El 7 de junio de 1810 salió a la calle el primer número del periódico portavoz de la Revolución de Mayo, dirigido por Mariano Moreno. En la actualidad, el periodismo se ve atrapado en un círculo de ataques, degradación y precarización que atenta cada día más contra su práctica y calidad.
Primer número de la Gazeta de Buenos-Ayres.

El 7 de junio se celebra en Argentina el Día del Periodista, que conmemora la publicación del primer número de la Gazeta de Buenos-Ayres (sic), el periódico dirigido por Mariano Moreno que fue el portavoz y difusor de las ideas promovidas por el gobierno revolucionario de mayo.

Había sido fundada el 2 de junio, tan solo nueve días después de la creación de la Primera Junta de Gobierno. Sin dudas, su flamante secretario era consciente de la importancia que tenían las gacetas como herramientas de propaganda política en aquella época en la que estaba todo por hacerse.

La Revolución de Mayo, junto con los cambios políticos, introdujo nuevas experiencias en el campo de la libertad de expresión. Si bien, con limitaciones -según explica el especialista Enrique Fraga-, ya que no se podía escribir en contra de la Primera Junta ni de la religión católica, las diferencias eran enormes en contraste con el sistema de censura previa y licencias requeridas para publicar que existían bajo el sistema del virreinato español.

Además, las posibilidades técnicas para imprimir eran limitadas. La imprenta disponible en la ciudad para 1810 era la que se encontraba en la Casa de los Niños Expósitos, un artefacto símil al que había inventado Gutenberg tres siglos antes y, por lo tanto, rudimentario en su tipografía y capacidad de producción si se lo compara con los que por entonces ya existían en Inglaterra o Francia.

Sin embargo, fue gracias a aquella imprenta que comenzó esta nueva etapa del periodismo local y se habían podido publicar los primeros periódicos impresos de la Ciudad como El Telégrafo Mercantil, de Cabello y Mesa; el Semanario de Agricultura y Comercio, de Vieytes o el Correo de Comercio, de Manuel Belgrano.

Un oficio en crisis y precarizado

En la actualidad el periodismo atraviesa una crisis que tiene múltiples dimensiones. Por arriba, existe una degradación y un desprestigio de la profesión que no se explica solo por los ataques que reciben aquellos que investigan e informan incomodando a un poder cada vez más autoritario. El rol que cumplen una gran cantidad de presentadores, conductores de televisión y comunicadores convertidos en voceros gubernamentales socava aún más la confianza del público a la hora de informarse.

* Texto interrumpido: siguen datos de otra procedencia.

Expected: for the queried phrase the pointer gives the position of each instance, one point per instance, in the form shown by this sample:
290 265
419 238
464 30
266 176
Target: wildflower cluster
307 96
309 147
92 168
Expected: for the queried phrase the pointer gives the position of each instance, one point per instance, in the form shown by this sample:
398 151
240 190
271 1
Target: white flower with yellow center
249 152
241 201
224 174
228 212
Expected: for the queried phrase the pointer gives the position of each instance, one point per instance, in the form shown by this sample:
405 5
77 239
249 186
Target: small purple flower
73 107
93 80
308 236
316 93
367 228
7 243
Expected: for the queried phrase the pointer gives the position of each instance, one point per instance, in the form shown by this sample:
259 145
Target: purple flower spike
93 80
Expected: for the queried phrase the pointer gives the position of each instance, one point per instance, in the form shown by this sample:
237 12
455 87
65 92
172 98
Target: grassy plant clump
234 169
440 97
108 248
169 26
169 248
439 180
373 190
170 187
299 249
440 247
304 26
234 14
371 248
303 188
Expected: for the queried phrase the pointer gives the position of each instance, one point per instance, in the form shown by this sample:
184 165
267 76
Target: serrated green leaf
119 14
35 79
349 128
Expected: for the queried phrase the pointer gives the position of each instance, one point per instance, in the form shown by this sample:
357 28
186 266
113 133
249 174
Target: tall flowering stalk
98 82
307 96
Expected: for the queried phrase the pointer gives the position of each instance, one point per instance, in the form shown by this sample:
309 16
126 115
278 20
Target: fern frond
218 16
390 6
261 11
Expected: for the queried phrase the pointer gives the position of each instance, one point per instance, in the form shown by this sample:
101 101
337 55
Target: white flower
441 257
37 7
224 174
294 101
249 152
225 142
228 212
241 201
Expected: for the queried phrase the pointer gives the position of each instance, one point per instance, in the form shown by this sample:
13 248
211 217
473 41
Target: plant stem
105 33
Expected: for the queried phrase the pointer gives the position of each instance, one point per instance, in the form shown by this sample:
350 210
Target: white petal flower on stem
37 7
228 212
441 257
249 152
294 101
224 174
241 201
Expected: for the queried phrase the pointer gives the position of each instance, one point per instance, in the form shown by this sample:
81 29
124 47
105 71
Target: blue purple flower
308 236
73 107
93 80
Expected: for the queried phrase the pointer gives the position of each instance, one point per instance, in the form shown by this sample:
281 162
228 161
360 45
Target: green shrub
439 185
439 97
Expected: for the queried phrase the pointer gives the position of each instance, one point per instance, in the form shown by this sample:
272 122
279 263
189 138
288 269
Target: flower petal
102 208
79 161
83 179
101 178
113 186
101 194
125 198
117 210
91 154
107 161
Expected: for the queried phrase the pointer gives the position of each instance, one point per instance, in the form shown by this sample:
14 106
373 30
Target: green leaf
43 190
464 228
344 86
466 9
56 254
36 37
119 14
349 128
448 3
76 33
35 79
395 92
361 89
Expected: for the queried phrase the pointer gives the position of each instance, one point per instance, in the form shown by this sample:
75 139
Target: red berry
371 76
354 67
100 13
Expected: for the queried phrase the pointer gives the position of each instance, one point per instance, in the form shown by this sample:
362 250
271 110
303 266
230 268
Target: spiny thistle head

Pero en la práctica, por abajo, aparecen todo tipo de problemas. La línea editorial de los medios, los dictados de los algoritmos y las redes sociales, la información fast-food, la multiplicidad de tareas (llamarlo multitasking no lo vuelve cool), la falta de tiempos y recursos para investigar (objetivo básico del periodismo bien entendido), la centralización (o porteñización) informativa. La enumeración es mucho más larga: los magros ingresos de los trabajadores de prensa obligan a la gran mayoría a tener una cantidad de empleos que dificulta cualquier trabajo en profundidad; por otro lado, durante las últimas décadas, los medios tradicionales fueron perdiendo espacio frente a los nuevos formatos y plataformas de entretenimiento (hoy vivimos el boom de los canales de streaming) que tienen poco que ver con el periodismo.

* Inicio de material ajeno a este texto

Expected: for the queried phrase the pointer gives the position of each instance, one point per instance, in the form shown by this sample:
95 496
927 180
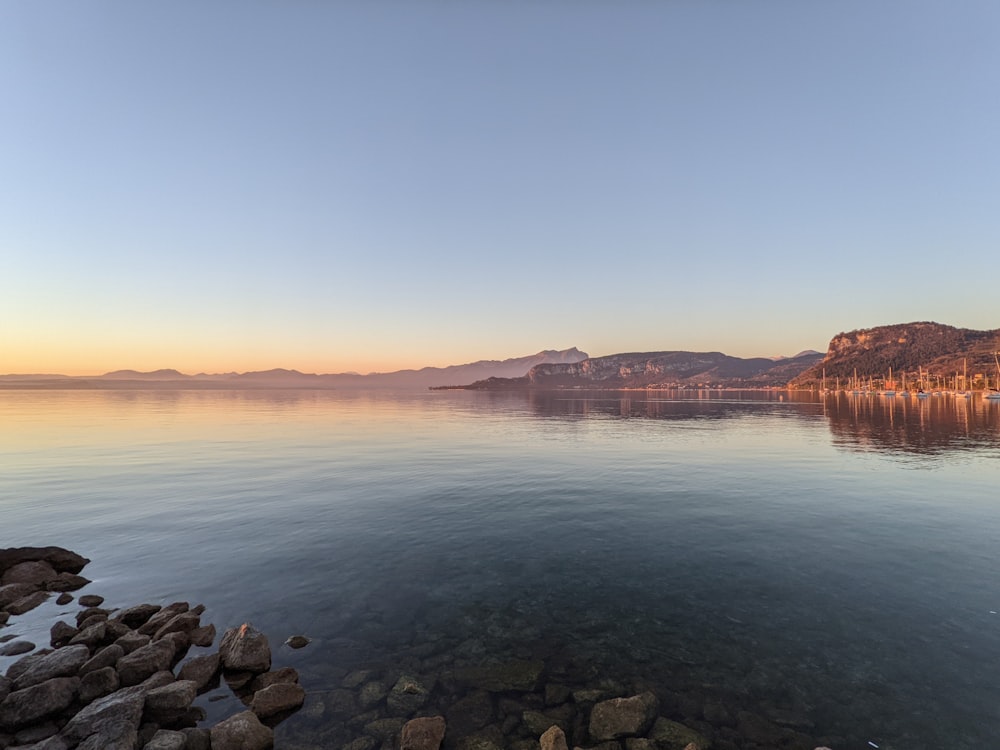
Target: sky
369 186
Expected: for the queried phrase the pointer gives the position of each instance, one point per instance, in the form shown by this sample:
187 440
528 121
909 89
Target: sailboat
993 394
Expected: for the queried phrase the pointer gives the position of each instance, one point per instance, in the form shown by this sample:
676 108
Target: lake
826 563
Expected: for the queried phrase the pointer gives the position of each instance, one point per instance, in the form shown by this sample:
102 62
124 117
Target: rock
170 702
283 696
512 676
537 723
28 705
407 695
372 693
553 738
203 637
166 739
623 717
35 574
16 648
62 662
242 732
135 667
61 634
671 735
201 670
113 719
425 733
383 729
197 739
59 558
471 713
245 649
11 593
285 674
27 603
137 616
132 641
36 733
67 582
162 617
98 683
90 636
106 657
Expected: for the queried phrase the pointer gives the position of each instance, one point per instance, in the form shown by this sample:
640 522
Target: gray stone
553 738
277 698
623 717
14 591
513 676
138 615
35 574
16 648
245 649
162 617
61 633
28 705
242 732
203 637
407 695
132 641
62 662
98 683
166 739
471 713
425 733
170 702
184 622
135 667
384 729
90 636
201 670
27 603
113 720
197 739
59 558
67 582
106 657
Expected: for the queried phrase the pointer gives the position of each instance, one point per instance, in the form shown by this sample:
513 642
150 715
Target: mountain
937 349
283 378
659 370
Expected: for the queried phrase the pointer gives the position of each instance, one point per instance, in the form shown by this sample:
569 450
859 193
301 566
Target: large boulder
144 662
28 705
62 662
623 717
245 649
424 733
242 732
59 558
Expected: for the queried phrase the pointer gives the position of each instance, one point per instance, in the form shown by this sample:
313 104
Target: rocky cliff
937 349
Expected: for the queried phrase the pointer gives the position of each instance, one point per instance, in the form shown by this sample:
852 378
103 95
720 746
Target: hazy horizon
373 187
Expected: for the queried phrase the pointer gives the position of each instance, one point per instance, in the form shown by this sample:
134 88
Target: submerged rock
623 717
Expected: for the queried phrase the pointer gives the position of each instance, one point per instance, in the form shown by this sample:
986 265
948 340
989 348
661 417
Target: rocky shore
124 679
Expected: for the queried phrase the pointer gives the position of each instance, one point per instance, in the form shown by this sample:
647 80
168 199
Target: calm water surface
831 558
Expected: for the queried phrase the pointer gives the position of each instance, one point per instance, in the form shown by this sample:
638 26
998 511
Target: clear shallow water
833 558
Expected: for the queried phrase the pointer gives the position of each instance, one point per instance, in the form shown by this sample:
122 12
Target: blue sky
374 185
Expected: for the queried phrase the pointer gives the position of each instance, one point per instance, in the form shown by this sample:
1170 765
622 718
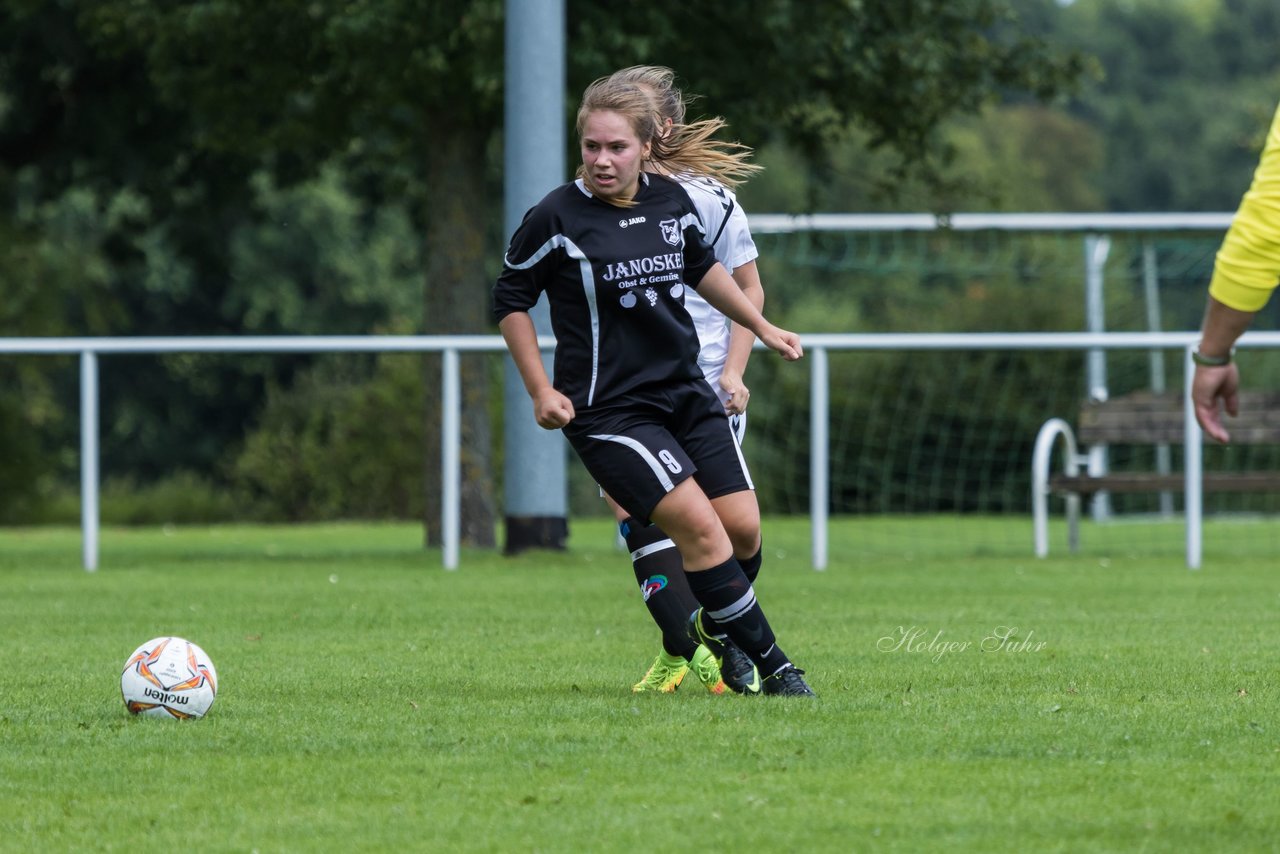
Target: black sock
661 574
728 602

Con la retracción de la prensa gráfica, principalmente, se perdieron muchos puestos laborales y con ello la propia capacidad para cumplir con las metas más elementales del periodismo (investigar e informar). Todo este cuadro se puede leer como un encadenamiento o círculo vicioso de degradación-precarización que atenta contra la práctica periodística y su calidad.

El periodismo es un oficio demasiado importante -y su origen argentino da cuenta de eso, además del testimonio de tantos que hasta han dejado la vida en ello- como para no reivindicarlo ante quienes, en su nombre, defienden intereses propios y ajenos.